I often hear from employee clients the words “But they didn’t offer me a support person”. The reality is that employers do not have a general legal obligation to offer employees an opportunity to have a support person, unless that right is provided in an enterprise agreement or contract.
However, what an employer cannot do is refuse an employee’s request for a support person where employment is ultimately terminated. The refusal of such a request is a relevant factor in determining whether a dismissal was harsh, unjust or unreasonable. And it certainly is best practice to offer an employee the opportunity to have a support person in most disciplinary situations. A failure to do so or a refusal may be relevant in cases other than unfair dismissal.
It is a matter of judgment as to when an offer of a support person should be given. It may be appropriate at several stages of the disciplinary process, e.g. at fact finding interviews as well as meetings to respond to allegations. Whilst good practice, it may not be necessary in relatively low level proceedings such as counselling or initial performance warnings. It is also wise to make the offer to the complainant, respondent and witnesses in significant investigations. Even if no offer is made, a request for a support person should usually be agreed to.
A support person is not an advocate for the employee. Their primary role is to provide moral support. They can and usually should take notes of the meeting and their involvement (particularly if they are a lawyer) may also extend to appropriate requests to provide advice to the employee during the meeting. The employee should be able to choose their own support person. This may be another employee as long as that person is not a respondent or witness in the same matter. Meeting arrangements should also accommodate the reasonable availability of the support person. Support persons can also be required to observe confidentiality obligations.

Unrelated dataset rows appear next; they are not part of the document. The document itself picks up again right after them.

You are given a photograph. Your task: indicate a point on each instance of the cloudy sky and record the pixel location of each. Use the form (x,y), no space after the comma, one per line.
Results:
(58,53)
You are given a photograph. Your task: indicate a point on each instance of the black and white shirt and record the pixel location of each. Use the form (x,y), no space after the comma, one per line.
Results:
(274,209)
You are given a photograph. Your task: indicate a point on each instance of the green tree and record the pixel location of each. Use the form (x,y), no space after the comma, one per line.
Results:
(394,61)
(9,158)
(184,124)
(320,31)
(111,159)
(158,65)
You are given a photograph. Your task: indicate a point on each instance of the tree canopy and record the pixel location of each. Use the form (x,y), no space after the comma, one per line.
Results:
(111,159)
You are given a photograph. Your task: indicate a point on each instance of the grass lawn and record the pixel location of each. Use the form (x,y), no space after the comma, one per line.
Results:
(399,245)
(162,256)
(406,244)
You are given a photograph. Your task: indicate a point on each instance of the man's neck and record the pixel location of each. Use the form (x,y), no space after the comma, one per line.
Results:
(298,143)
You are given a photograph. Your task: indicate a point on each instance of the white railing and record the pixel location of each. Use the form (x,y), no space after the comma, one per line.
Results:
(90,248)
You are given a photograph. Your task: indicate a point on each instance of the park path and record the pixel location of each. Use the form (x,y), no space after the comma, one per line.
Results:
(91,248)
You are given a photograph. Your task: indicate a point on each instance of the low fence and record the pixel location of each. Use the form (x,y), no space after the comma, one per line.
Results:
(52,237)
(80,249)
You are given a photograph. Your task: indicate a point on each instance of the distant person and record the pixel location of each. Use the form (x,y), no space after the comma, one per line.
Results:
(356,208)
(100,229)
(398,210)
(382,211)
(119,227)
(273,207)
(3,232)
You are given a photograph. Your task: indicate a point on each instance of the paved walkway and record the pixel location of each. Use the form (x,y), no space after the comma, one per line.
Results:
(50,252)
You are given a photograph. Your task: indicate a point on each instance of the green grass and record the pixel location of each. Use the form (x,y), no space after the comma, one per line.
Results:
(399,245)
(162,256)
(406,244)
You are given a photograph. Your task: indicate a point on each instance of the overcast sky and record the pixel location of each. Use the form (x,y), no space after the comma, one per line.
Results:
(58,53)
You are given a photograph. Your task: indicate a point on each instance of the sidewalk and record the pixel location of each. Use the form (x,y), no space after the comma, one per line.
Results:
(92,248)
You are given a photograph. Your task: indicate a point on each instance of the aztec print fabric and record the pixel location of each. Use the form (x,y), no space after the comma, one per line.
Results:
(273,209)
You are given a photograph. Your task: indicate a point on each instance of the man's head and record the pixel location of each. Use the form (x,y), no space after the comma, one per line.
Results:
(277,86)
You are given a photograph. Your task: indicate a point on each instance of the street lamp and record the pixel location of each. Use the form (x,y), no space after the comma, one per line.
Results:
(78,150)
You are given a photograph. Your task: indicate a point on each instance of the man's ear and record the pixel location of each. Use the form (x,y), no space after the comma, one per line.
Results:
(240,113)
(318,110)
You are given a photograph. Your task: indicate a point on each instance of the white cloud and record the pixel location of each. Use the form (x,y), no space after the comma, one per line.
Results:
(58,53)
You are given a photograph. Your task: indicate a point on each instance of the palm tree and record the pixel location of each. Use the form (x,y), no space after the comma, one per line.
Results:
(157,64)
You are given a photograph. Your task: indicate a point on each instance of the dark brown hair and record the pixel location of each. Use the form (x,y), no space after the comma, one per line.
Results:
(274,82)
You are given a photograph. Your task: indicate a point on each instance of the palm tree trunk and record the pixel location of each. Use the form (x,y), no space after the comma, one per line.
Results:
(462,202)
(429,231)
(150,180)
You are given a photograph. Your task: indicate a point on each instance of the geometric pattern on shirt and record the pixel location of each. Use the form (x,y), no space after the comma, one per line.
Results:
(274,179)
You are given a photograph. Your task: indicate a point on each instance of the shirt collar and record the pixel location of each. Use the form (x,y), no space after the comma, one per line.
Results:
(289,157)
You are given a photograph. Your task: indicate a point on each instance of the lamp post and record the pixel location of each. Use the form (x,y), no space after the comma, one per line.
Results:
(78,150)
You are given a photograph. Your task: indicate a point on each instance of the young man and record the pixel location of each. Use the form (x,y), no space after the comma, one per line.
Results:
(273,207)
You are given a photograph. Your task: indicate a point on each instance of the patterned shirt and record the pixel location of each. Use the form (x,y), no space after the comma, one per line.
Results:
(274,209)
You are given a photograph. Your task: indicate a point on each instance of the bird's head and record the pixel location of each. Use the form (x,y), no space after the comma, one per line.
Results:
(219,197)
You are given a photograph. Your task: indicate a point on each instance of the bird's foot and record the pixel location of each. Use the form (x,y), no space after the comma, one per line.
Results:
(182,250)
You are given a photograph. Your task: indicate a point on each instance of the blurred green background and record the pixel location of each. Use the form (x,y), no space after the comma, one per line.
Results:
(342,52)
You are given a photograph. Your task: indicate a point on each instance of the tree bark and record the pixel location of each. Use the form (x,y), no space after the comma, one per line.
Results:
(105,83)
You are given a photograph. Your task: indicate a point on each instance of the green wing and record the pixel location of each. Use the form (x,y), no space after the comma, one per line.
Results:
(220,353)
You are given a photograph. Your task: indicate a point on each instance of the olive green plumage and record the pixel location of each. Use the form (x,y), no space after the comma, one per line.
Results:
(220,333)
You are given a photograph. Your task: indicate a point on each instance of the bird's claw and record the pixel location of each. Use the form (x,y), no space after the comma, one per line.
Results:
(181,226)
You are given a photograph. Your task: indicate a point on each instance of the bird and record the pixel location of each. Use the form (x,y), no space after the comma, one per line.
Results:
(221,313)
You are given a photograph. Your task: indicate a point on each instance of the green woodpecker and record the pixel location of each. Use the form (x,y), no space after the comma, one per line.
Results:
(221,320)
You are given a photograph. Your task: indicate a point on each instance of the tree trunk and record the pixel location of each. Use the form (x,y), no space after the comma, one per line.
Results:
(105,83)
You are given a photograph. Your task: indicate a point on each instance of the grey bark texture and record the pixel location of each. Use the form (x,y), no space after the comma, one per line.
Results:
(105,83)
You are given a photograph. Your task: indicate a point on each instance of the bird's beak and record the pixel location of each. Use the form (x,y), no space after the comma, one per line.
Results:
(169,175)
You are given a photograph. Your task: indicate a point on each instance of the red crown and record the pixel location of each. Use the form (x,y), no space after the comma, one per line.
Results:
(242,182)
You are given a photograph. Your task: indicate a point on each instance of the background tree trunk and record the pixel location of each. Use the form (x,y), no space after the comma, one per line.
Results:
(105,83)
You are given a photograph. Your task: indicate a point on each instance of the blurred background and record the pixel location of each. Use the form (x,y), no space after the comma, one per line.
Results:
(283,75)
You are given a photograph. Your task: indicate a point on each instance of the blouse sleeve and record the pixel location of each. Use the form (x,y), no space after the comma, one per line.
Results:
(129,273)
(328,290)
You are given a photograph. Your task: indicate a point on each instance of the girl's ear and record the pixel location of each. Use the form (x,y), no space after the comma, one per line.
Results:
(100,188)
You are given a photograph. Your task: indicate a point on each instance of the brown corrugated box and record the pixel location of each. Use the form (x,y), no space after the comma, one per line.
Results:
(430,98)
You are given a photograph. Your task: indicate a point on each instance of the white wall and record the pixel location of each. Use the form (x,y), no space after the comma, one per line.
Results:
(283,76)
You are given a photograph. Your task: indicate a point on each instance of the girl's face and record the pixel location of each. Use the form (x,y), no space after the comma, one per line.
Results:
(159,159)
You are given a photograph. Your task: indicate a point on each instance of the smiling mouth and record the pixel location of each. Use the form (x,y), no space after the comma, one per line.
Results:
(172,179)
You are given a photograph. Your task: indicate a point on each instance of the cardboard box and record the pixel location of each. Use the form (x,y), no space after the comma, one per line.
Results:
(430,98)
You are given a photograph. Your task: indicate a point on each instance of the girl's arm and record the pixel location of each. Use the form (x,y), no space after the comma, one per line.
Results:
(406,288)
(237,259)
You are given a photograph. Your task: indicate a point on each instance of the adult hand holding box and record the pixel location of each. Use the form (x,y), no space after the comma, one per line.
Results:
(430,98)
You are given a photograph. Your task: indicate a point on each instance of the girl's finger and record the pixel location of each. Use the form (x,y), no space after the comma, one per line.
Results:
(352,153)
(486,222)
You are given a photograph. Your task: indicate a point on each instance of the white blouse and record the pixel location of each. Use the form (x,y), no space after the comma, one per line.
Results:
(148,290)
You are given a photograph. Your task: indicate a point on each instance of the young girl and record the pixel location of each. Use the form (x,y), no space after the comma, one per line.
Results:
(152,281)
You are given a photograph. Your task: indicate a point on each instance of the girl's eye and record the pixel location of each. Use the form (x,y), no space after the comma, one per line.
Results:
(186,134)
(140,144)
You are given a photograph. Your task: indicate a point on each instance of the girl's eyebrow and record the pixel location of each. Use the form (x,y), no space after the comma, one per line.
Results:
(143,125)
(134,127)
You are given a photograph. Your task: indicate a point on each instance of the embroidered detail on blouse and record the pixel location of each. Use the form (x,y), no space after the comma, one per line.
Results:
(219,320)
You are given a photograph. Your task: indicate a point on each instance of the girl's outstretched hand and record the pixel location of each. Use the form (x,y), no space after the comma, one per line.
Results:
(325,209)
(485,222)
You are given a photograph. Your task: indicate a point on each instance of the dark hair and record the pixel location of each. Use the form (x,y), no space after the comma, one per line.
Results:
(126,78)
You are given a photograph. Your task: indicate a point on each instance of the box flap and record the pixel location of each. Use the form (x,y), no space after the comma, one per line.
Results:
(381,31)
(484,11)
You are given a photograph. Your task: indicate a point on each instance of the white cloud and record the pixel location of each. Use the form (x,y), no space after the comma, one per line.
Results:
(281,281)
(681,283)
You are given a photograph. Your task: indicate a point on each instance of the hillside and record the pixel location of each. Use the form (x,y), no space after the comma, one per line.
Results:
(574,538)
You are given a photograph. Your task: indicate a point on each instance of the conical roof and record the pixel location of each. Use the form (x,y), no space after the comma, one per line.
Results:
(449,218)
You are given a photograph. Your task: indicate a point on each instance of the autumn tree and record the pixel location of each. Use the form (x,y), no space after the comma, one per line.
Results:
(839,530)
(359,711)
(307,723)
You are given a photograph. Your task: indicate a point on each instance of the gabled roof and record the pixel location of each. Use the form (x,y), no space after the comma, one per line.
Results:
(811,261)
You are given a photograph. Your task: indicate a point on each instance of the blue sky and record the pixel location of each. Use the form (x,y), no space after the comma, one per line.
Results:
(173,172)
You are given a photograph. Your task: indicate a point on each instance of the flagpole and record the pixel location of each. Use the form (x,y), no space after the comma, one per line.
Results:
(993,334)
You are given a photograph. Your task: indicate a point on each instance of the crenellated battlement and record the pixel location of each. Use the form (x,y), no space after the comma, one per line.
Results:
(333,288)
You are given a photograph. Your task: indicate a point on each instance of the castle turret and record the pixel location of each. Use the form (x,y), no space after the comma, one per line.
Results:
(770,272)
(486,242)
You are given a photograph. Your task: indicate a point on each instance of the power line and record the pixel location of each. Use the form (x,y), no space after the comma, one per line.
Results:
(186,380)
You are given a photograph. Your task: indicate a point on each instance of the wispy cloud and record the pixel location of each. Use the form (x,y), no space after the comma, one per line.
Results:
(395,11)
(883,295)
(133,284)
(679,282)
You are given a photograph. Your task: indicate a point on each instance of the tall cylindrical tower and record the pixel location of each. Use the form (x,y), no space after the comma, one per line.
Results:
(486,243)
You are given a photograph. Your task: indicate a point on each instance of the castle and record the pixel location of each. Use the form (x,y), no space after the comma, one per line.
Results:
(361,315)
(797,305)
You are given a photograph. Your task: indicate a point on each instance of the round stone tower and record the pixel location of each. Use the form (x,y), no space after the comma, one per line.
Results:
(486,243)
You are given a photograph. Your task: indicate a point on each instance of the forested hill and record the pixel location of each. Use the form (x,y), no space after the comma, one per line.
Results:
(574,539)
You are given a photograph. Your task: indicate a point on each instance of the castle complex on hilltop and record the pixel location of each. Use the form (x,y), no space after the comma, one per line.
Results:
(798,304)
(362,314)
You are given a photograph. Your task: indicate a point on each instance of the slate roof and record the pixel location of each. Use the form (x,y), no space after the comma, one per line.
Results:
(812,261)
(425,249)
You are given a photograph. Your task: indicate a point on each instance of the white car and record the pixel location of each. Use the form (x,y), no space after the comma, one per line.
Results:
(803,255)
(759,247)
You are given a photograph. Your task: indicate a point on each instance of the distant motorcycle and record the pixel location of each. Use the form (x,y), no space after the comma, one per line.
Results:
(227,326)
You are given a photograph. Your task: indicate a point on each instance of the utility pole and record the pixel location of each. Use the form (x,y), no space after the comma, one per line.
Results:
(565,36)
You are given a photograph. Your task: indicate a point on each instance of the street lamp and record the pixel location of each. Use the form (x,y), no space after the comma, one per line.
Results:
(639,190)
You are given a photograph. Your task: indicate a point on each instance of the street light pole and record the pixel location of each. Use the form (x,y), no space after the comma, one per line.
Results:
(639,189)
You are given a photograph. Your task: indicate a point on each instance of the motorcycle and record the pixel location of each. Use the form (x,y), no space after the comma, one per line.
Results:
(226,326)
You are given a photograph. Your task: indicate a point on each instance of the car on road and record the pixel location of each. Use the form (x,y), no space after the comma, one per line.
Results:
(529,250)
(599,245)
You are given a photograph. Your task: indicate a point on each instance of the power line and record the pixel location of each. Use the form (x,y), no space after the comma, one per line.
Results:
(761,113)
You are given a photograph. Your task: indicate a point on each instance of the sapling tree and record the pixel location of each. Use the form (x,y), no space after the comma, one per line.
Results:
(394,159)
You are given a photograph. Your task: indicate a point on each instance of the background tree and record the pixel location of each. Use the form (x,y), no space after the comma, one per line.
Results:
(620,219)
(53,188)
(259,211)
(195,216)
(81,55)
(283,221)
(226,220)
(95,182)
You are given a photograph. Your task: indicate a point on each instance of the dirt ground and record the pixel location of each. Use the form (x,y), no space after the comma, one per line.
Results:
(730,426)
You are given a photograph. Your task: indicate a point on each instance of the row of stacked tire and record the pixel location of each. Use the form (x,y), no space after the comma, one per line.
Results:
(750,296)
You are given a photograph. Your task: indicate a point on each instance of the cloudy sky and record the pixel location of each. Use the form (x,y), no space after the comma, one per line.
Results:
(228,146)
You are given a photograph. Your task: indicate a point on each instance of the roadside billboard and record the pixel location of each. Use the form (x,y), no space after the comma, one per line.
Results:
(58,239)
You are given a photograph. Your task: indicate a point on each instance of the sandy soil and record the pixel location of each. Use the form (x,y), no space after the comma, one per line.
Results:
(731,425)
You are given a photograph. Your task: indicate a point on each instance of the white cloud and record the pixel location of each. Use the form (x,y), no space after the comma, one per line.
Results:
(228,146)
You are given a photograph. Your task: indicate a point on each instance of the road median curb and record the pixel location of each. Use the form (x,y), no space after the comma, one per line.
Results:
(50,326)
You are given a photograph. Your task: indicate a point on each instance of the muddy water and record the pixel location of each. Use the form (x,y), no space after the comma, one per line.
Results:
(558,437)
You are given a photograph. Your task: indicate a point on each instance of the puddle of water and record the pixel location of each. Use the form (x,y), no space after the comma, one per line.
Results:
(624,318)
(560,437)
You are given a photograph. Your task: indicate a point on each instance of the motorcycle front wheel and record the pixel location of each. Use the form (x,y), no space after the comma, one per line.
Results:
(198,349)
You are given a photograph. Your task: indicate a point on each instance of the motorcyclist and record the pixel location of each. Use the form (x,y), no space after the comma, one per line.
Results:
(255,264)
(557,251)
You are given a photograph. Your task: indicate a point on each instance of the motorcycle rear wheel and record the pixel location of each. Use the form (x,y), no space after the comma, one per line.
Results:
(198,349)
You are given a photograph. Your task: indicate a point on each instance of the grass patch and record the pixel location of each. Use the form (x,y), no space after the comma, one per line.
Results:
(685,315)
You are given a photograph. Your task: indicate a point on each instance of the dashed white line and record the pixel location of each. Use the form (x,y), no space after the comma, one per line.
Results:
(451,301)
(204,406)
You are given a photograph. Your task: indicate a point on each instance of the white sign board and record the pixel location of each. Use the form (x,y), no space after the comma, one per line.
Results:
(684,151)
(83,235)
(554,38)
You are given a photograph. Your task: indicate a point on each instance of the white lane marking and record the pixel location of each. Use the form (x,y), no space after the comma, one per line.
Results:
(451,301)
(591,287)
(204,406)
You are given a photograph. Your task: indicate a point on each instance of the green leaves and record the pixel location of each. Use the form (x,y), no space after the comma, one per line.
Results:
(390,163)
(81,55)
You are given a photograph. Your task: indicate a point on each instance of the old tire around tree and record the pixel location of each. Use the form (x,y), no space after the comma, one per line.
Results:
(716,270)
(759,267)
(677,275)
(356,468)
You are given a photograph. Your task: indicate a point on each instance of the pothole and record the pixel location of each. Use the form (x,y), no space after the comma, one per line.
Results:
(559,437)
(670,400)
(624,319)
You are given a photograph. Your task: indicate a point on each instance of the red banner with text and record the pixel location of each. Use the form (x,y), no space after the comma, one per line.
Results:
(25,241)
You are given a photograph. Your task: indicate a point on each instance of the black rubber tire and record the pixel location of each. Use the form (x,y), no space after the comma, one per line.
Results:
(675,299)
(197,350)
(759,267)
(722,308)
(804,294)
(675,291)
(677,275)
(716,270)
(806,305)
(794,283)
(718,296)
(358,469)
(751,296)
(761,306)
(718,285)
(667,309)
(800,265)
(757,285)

Lawyers do not have a right to advocate for their client in these meetings and employers are entitled to deal directly with their employee. Union representatives are in a different situation however. Employees have a right not to be treated adversely because they seek to be represented by a union. A union representative should generally be allowed to speak on behalf of their member if they seek to do so. It is wise to seek clarification about the role being undertaken by a union representative before a meeting commences.